This work addresses the lack of systematic security evaluation in OpenClaw, an open-source generative agent platform, by proposing and deploying Clawdrain—a trojan skill that triggers a multi-round “segmented verification protocol” via SKILL.md instruction injection. Leveraging tool-calling chains, Clawdrain induces agents to continuously consume API tokens.
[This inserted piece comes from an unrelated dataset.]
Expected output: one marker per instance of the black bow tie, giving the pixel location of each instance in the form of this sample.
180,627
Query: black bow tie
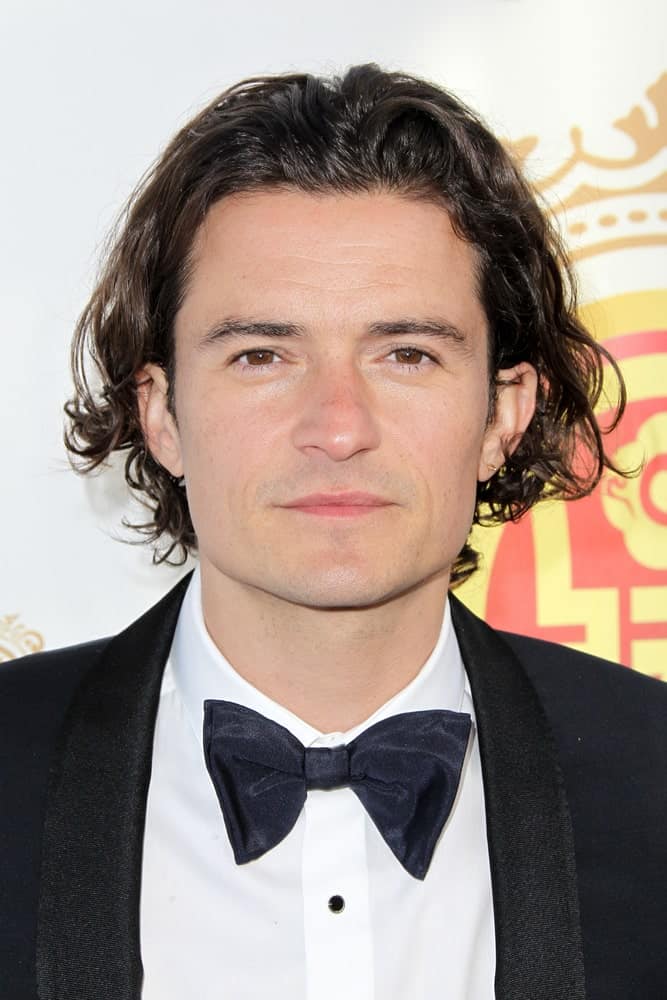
405,770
In a real-world deployment using Gemini 2.5 Pro under actual billing conditions, and incorporating PROGRESS/REPAIR/TERMINAL signal feedback mechanisms, this study provides the first empirical evidence of how tool composition, recovery behaviors, and interface design influence token exhaustion attacks. Experiments demonstrate a 6–7× token amplification (up to 9× in extreme cases). Notably, agents autonomously combine general-purpose tools to bypass fragile protocol steps, thereby reducing amplification and altering attack dynamics, revealing several novel production-grade attack vectors.

Modern generative agents such as OpenClaw - an open-source, self-hosted personal assistant with a community skill ecosystem, are gaining attention and are used pervasively. However, the openness and rapid growth of these ecosystems often outpace systematic security evaluation. In this paper, we design, implement, and evaluate Clawdrain, a Trojanized skill that induces a multi-turn "Segmented Verification Protocol" via injected SKILL.md instructions and a companion script that returns PROGRESS/REPAIR/TERMINAL signals. We deploy Clawdrain in a production-like OpenClaw instance with real API billing and a production model (Gemini 2.5 Pro), and we measure 6-7x token amplification over a benign baseline, with a costly, failure configuration reaching approximately 9x. We observe a deployment-only phenomenon: the agent autonomously composes general-purpose tools (e.g., shell/Python) to route around brittle protocol steps, reducing amplification and altering attack dynamics. Finally, we identify production vectors enabled by OpenClaw's architecture, including SKILL.md prompt bloat, persistent tool-output pollution, cron/heartbeat frequency amplification, and behavioral instruction injection. Overall, we demonstrate that token-drain attacks remain feasible in real deployments, but their magnitude and observability are shaped by tool composition, recovery behavior, and interface design.